Поднявшись на какой-то утёс я с неистовым стуком сердца замер. Я видел перед собой весь мир, объятый местами снежным пленом, зажат как тисками легким туманом, но все-таки пробуждающимся! Вспомнилось, как я высадился впервые с парохода на щебень Клондайка, и с какими чувствами я делал первые свои шаги вглубь этой золотой страны. Теперь-то я почувствовал себя полностью свободным, легким, как эфир, и закричал что есть мощи в Белое безмолвие. Я все ещё жив! Жив по-настоящему, знайте же это! О, как улыбалась мне жизнь в этот момент, словно я был центром вселенной, а все войны, все убийства и смерть были там, где-то далеко, на периферии моей жизни. Я словно застывшая в своем полете птица. Я закричал ещё раз, вкладывая в каждый свой всплеск всю силу своей души.

На шестой день я уже не шёл. Я не мог поднять тело. Пришлось ползти, не жалея ни себя, ни одежду. Если мне суждено встретить Рождество в кругу моей любимой, то я готов вцепиться в судьбу своими клыками.

Я часто останавливался, и однажды чуть не впал в отчаяние, когда путь мне перегородил ручей талой воды. Последние силы я приложил, чтобы пройти половину его ширины на своих двух, а потом свалился снова, отдаваясь в руки воде. Она промочила меня насквозь, но у меня даже на отчаяние времени не было. Хотя ручей представлял из себя поток воды шириной в четыре фута, он показался мне ужасным.

Я заболел цингой, часто видел галлюцинации и чувствовал металлический привкус крови во рту.

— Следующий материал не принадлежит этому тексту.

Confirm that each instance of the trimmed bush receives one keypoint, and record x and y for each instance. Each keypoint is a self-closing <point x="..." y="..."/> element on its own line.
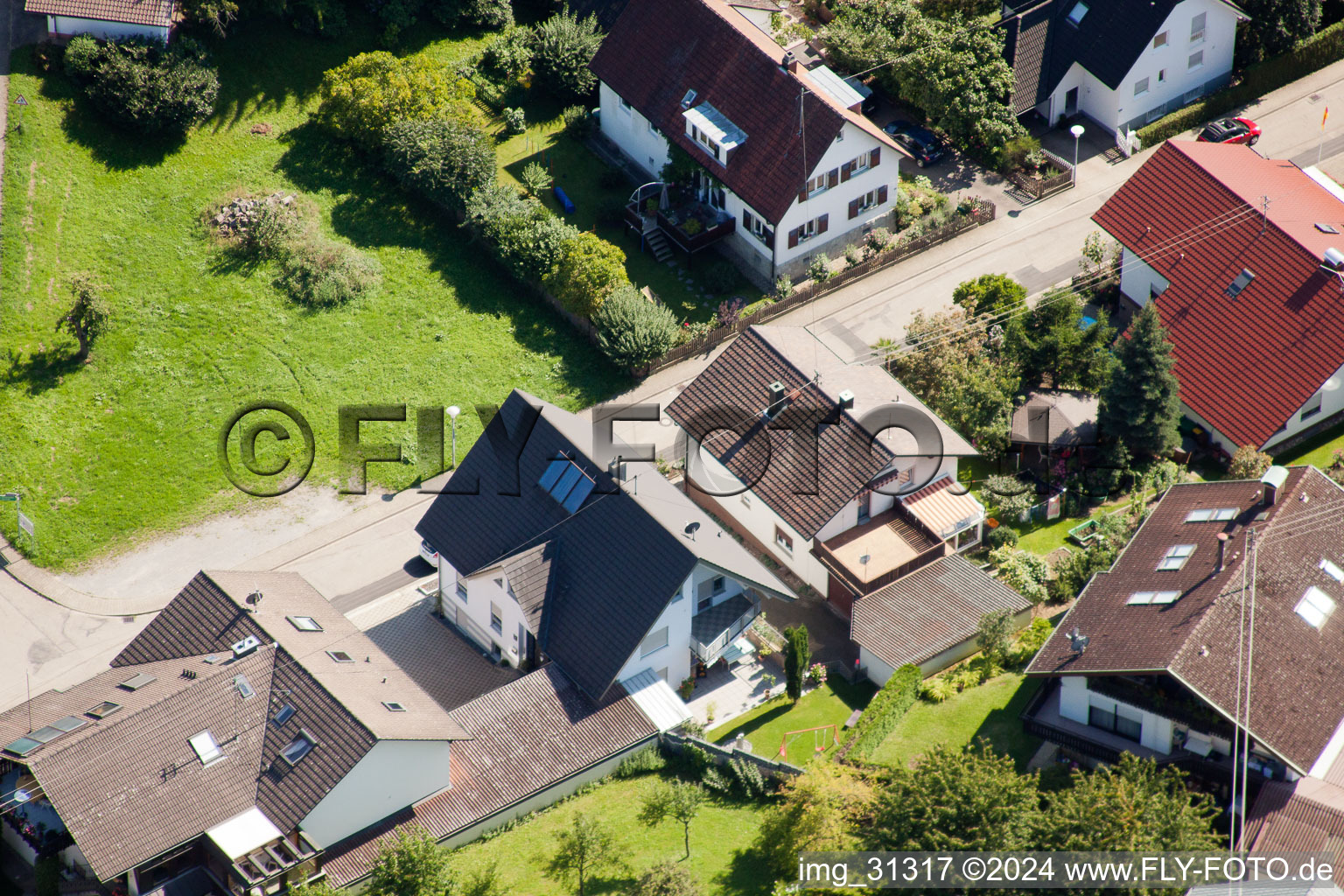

Помочь себе я ничем не мог, и был уже полностью побежденным гладиатором, но в последний момент судьба, словно насмехаясь с меня, или решив спасти меня, подкинула ещё один шанс, как тогда, с кустом гнилого шиповника.

Совсем случайно я нащупал рядом с собой ещё отдаленно тёплые кости. В ужасе я посмотрел на них, и удивился. Они были такими розовыми, словно этого маленького олененка обглодали совсем недавно, но обглодали добротно: ни одного кусочка мяса на нем не было. В нос мне ударил запах крови, ворвани, и мяса. Слюни наполнили мой рот, а в голову ударили воспоминания, как всего три недели назад я ел оладьи на свином сале, запивая их чуть разбавленным пивом. Это был самый вкусный ужин в моей жизни.